Yes, great. I think I must have missed the Eagle Ford comments earlier, trying to type down some other comments of yours. But in the Marcellus, what are the base declines right now, roughly?

John A. Manzoni

Base declines.

Paul R. Smith

I mean, it depends year-to-year depending on how many wells -- new wells you've got coming in, Mike. I mean on average, in our shale portfolio, the average decline in 2012 was 40%, and that's of course the shale portfolio.

John A. Manzoni

But the other way of doing this, Mike, is I actually did say that at 5 rigs we'll hold $500 million.

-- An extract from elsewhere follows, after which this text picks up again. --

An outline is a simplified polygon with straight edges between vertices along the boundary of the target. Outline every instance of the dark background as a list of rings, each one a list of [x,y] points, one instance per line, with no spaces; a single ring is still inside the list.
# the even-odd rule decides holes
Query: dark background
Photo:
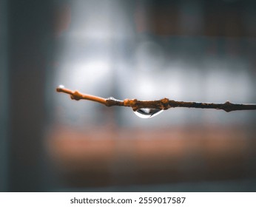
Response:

Michael P. Dunn - FirstEnergy Capital Corp., Research Division

Yes, okay, great. And then one more if I could. Your conventional North American production guidance, 80,000 boes a day, I believe back in May, you were talking about 80,000 to 90,000 boes a day. Is sort of being at the low end of that a function of reduced capital or due to the low gas prices? Or is it something else?

John A. Manzoni

Let me see if Paul can answer that question for you.

Paul R. Smith

No, I think you've answered your own question, Mike. So the answer is, yes. One of the areas where we've cut back quite significantly, about $150 million relative to last year's program, is within our tight gas program -- our conventional tight gas program, which is almost down to nothing for this year. So in places like Ojay and other places where we drilled quite heavily last year in a different price environment are down to nothing. And so the -- I mean, the conventional $300 million to $350 million that John telegraphed in his guidance call is very much liquids directed, mainly into the Cardium area, into our Wild River area where, as John has said, we're drilling into a liquids-rich play. So very much liquids-directed CapEx. So the reason for being at the lower end of that range is because we've cut back capital quite significantly relative to last year.

Operator

I turn the call back over to you, Mr. Manzoni.

John A. Manzoni

Thank you very much. Ladies and gentlemen, thank you for listening. It's -- we've gone 1 hour and 5 minutes, and I think we should end with that. Thank you for your time, and we look forward to delivering what we say in 2012. Thanks very much.

Operator

This concludes today's conference call. You may now disconnect.